Implement schema enforcement

Completed

Schema enforcement in Delta Lake, sometimes called "schema on write," ensures that data being written to a Delta table matches the table’s defined schema. This prevents corrupt or inconsistent records from being introduced into the dataset. For example, if a column is defined as INT and an incoming DataFrame tries to write a STRING into that column, the operation fails. By enforcing strict schema rules, Delta Lake guarantees that all data adheres to the expected format, which helps maintain data quality and consistency across pipelines.

Consider the following SQL statements. The first example is expected to fail, because the amount is a string in the second row. The second example is expected to succeed, because of the explicit cast to a double data type.

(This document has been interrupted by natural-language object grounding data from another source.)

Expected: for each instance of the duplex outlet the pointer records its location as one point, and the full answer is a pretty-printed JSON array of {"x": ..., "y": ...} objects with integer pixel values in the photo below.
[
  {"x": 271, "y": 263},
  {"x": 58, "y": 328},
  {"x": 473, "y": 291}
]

-- Create a Delta table with an enforced schema
CREATE TABLE IF NOT EXISTS main.default.payments (
  id INT,
  amount DOUBLE
) USING DELTA;

-- ❌ Expected to FAIL: 'amount' is a string in the second row
INSERT INTO main.default.payments VALUES
(1, 12.50), (2, 'oops');  -- type mismatch for amount

-- ✅ Expected to SUCCEED: explicitly cast or provide the correct type
INSERT INTO main.default.payments (id, amount) VALUES
(3, CAST('7.25' AS DOUBLE)),
(4, 18.00);

This enforcement is important in big data environments where data often comes from diverse sources with varying formats. Without schema enforcement, subtle errors—like mismatched types or missing fields—could propagate silently and break downstream processes or analytics. With Delta Lake, schema enforcement acts as a safeguard that catches these problems at write time instead of leaving them to be discovered later.

Schema evolution

While schema enforcement protects data integrity, sometimes the schema legitimately needs to change over time. Schema evolution in Delta Lake allows you to update a table’s schema in a controlled way, for example by adding new columns or relaxing certain constraints. This can be done automatically with settings like spark.databricks.delta.schema.autoMerge.enabled = true, which lets Delta Lake reconcile incoming data with the existing schema by adding missing columns where appropriate. This flexibility enables teams to adapt to changing business requirements without recreating tables or losing historical data.

Consider the following Python example:

from pyspark.sql import Row

# Step 1: Create a Delta table with a simple schema
base_df = spark.createDataFrame([Row(id=1, amount=100.0)], ["id", "amount"])
base_df.write.format("delta").mode("overwrite").saveAsTable("main.default.sales")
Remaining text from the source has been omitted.